Due to our tight deadline, we went straight into mid-fidelity prototyping to get ready for usability testing. I developed wireframes and prototypes for three of our key features: the home page, onboarding, and adding content to a Pin — a point of interest that users can interact with. The idea behind the home page was that it activated the device’s camera to be an AR lens to the world in front of you, as well as including a map to see where you are in perspective to nearby Pins.

I was also responsible for quickly creating Stroll’s style guide and design system to immediately produce mid- to hi-fidelity prototypes.

Easy to use and navigate UI when users begin their Stroll experience
Arriving to your next destination when exploring your community
Learn more about the experience that your neighbors have in your community
Stroll is simple and easy to use so you can start sharing what you love about your neighborhood

Final Design

Following our usability studies, we refined our designs, incorporated our visual system, then developed our final prototypes.

The final iteration helped bring Stroll’s purpose to life, letting users explore their neighborhood while building a stronger connection with the community. Users get to share their unique facts and places that are meaningful to them and discover new places that have meaning to others. Additionally, users get to discover hidden gems in the community via Augmented Reality, scanning their phone around the area to reveal Pins right in front of them they wouldn’t have noticed otherwise.

Feedback from our prototype was generally positive. We redesigned location identifiers to improve body orientation detection, as well as provide a way for users to escape the AR view and browse an aerial map that’s more familiar.
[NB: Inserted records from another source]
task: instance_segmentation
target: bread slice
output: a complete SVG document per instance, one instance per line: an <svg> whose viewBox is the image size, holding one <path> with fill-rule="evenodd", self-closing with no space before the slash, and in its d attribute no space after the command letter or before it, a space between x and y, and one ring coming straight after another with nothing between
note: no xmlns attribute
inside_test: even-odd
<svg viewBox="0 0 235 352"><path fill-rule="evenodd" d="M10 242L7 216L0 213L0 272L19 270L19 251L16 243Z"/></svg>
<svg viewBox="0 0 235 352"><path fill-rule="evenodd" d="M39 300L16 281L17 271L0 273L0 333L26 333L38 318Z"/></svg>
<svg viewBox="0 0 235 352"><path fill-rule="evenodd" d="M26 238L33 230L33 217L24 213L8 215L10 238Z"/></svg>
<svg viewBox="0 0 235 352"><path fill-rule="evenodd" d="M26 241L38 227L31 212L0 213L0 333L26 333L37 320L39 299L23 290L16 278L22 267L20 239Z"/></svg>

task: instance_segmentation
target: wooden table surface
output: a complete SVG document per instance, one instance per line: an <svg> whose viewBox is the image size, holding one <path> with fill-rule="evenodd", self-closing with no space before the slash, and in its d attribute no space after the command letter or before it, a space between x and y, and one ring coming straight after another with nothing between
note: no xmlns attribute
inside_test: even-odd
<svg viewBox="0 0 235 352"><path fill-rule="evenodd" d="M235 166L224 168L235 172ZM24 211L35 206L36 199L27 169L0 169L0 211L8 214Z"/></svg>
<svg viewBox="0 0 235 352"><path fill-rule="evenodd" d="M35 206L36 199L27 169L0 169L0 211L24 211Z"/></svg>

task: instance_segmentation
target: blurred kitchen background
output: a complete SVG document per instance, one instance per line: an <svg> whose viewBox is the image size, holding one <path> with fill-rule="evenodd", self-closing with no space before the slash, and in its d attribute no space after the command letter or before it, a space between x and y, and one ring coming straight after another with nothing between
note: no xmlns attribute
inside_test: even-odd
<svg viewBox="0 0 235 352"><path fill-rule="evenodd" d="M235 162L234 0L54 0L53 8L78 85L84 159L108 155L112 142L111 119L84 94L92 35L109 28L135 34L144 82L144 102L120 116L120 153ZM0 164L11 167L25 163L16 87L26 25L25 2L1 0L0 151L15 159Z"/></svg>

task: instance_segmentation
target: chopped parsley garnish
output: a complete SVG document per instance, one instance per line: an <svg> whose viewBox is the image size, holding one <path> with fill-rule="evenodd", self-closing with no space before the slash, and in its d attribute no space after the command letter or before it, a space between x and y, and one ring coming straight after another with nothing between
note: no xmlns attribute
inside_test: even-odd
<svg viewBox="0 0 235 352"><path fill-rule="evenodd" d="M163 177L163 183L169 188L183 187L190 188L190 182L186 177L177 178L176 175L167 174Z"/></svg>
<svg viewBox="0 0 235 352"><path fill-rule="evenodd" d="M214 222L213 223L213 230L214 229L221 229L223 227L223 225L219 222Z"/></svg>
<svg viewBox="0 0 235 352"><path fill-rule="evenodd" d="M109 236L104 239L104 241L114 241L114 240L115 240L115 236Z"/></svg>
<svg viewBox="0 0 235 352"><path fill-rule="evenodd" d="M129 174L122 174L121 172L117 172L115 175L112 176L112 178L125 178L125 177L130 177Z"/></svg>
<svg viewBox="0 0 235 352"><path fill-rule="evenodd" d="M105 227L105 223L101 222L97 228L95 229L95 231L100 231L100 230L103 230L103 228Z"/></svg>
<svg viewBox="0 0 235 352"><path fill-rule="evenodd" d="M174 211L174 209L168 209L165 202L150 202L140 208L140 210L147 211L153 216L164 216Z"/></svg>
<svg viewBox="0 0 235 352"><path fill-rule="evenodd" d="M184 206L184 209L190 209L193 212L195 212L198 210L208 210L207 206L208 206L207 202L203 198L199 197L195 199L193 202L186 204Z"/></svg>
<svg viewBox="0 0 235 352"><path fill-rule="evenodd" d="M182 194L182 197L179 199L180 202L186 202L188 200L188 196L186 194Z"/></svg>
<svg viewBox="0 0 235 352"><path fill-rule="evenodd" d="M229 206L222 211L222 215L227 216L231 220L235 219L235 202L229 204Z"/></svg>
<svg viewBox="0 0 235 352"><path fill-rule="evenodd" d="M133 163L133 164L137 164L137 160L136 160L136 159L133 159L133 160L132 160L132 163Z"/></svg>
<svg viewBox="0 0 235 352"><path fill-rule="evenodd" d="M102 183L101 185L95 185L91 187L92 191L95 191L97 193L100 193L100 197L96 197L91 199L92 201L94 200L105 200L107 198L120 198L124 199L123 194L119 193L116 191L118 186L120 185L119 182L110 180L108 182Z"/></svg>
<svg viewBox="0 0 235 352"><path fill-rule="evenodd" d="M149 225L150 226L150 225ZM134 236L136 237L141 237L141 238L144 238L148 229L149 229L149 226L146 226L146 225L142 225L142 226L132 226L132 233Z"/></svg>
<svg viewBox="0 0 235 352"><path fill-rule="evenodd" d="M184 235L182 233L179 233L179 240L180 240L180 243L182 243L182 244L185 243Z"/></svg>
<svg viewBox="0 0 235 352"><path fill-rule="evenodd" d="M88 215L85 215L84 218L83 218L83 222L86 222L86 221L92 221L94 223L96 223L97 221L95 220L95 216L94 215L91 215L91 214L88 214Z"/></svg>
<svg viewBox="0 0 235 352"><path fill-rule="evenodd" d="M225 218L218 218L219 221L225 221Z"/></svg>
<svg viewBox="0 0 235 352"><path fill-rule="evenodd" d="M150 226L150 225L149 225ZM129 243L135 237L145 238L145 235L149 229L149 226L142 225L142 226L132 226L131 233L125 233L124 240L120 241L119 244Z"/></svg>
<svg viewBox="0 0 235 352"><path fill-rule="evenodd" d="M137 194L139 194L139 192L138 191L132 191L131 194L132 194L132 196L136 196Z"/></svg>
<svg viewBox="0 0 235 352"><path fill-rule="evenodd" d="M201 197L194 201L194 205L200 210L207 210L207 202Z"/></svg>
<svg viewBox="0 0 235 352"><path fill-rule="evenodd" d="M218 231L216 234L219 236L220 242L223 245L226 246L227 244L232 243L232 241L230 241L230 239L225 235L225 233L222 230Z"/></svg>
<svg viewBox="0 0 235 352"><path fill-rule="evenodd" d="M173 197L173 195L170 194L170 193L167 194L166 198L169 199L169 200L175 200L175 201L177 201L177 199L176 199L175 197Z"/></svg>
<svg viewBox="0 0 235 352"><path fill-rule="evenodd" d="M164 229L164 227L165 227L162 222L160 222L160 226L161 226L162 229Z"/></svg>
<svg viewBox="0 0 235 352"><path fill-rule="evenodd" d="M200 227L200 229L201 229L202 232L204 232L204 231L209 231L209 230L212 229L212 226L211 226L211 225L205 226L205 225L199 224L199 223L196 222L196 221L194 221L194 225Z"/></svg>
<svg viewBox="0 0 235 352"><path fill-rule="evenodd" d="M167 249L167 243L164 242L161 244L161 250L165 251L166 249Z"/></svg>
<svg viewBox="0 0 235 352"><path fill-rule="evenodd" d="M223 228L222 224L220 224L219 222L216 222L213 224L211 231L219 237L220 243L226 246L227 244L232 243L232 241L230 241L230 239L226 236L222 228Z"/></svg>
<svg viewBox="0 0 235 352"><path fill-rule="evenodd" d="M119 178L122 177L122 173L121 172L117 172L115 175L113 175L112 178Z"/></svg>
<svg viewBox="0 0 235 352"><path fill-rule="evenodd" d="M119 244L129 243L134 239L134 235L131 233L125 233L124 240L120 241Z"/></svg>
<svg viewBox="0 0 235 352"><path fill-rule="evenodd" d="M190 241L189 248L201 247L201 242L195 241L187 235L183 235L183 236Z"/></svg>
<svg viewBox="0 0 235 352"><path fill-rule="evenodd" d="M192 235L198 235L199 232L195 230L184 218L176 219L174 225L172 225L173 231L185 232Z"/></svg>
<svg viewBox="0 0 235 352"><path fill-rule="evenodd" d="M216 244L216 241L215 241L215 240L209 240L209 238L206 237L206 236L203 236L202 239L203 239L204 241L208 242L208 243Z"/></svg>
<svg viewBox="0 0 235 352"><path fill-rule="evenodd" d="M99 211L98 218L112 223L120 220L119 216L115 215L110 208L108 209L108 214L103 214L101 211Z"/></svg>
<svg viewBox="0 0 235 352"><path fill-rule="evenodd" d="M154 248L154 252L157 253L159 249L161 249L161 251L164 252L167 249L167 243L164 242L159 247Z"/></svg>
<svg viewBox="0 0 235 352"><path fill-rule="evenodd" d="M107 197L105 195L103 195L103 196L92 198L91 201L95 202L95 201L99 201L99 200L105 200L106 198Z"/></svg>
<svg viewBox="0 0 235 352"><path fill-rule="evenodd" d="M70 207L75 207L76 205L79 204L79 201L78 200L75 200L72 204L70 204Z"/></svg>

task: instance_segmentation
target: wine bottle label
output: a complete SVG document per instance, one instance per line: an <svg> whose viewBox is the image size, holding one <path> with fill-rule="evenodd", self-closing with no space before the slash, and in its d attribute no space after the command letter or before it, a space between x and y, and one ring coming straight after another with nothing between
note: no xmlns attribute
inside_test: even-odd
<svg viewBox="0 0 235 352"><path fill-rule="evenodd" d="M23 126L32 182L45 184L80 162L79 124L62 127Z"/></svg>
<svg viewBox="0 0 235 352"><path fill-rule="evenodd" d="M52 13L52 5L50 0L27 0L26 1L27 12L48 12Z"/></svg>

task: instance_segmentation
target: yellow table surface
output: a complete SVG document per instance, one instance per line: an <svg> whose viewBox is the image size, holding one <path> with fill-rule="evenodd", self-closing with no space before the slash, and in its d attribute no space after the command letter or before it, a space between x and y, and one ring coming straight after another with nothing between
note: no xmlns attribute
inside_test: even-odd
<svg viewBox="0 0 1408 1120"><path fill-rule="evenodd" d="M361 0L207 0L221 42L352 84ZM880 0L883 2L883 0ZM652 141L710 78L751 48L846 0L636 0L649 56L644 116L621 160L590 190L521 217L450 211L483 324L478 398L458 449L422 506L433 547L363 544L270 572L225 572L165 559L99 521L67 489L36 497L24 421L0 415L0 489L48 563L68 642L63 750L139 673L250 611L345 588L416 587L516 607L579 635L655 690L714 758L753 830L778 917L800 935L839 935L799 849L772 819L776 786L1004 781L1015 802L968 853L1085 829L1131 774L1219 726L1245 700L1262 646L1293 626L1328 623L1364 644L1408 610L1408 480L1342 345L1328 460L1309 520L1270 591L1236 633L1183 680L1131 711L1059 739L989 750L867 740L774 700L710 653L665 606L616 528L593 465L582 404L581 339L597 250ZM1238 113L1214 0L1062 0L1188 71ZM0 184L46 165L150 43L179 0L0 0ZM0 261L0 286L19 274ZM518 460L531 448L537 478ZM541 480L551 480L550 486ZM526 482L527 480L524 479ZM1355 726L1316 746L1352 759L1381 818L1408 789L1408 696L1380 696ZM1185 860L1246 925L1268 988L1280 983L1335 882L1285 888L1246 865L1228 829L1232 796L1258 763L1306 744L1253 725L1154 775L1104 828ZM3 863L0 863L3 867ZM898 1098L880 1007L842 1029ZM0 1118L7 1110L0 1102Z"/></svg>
We also included clearer CTA language so users could better interact with Pins by filtering content and adding their own.

Additionally, we identified a fundamental flaw in our onboarding experience. Users had difficulty both with the original UI and when reviewing the tutorial, which left them with many questions once arriving at the homescreen. We alleviated this by incorporating subtext and leveraging a swipe motion rather than a button to prevent users from quickly “tapping” through the tutorial.

User onboarding
Home page
Explore pins
Add your own content

Takeaways

Our team took a big leap with Stroll and designed a product with AR functionalities. Even more so, it was challenging creating a social networking product that was unique, COVID-friendly, but also something that people would use once the pandemic was over.

As a designer, I learned a lot about saving artifacts, UX research, and working with other designers. Most of my design experience had been solo projects, but with Stroll I had the opportunity to work with another designer and build a line of communication so our designs were consistent and seamless. Moreover, as a designer, it was a humbling experience working with users to understand how they use applications so I can best reiterate a design that is more universal and intuitive to someone other than me.